Nefes almanın sıradanlığını bozar nefessiz kalışın.
Göğe yükselirken ruhun nasıl da çaresiz her şey.
Ellerimle teslim ederken seni ebedi yolculuğa,
Giden geminin ardından bakmak kudreti bile yok içimde.
Bu dünyada sensiz kalmak; akıl almaz, delirtircesine.
Vücudumun her noktasına saplanan bıçaktan daha derin acıtır tenimi.
Yokluğun, yaralarımın çürümesi gibi
Tarif edilmez yakıyor içimi.
Sensiz yoluma devam etmenin düşüncesi,
Kor ediyor içimde kalan hayata dair canlı her şeyi.
Bir sonbahar gecesi, yalnız bıraktın bu dünyadaki herbir güzelliği.
Çiçekler artık hiç açmayacaksa,
Baharda dallar yeşermeyecekse bir daha,
Güneş dönmeyecekse yüzünü,
Etrafında seferber olan dünyasına,
Her şeyi, hak etti hepsi.
Seni, bu dünyadan yaradan mahrum etti.
Özleminin acısını bile kabullenmişken,
Seninle karşılaştığım her saniye için ömürler verirken,
Yokluğun dostumken yüreğimde,
Dünyada var olman bile yüreğimi şenlendirirken,
Şimdi nasıl dayanır bu koca dünyam sensizliğin karanlığına.
Neden zamansız gittin?
Bıraktın beni bir başıma, ruhumu tarumar ettin.
Nasıl unuturum şimdi?
Zihnime kazınan kokunun tesirini,
İlmik ilmik yüreğime işlediğim gözlerinin rengini.
Ve nasıl kabullenirim?
Ölümünün gerçeğini, kalan ömrümün cehenneminde.
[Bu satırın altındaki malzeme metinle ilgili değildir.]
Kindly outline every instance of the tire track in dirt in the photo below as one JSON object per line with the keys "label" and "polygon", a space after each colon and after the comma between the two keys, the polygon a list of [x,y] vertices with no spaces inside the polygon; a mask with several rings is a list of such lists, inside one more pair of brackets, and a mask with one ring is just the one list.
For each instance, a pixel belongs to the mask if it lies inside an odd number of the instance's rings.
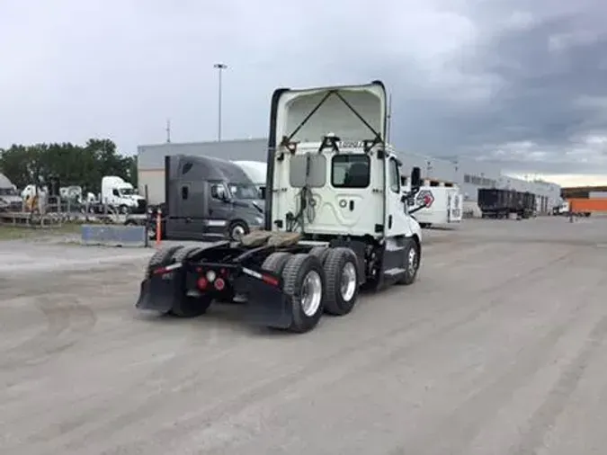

Sen, inanmadığım her şeyin özündeyken.
Bundan sonra çevirebilir miyim tekrar yüzümü Tanrı’nın merhametine.
Yüreğim böyle mağrur, başıboş, mecnun olmuşken.
Yürüdüğüm ayaklarım sersefil basıyor toprağın boşluğuna.
Işığımın feri parlamayacak bir daha, biliyorum asla.
Sevda sözlerimin boynu bükük doğrulmayacak bir daha.
Yeşermeyecek artık hayata dair umut dallarım, her günün sabahında.
Anlıyor musun beni sevgilim,
Nefessiz kaldım, sen beyaz kefende solgun yatarken.
Aklımı kaybediyorum, tabutuna sinmiş toprağın kokusu beynimi kemirirken.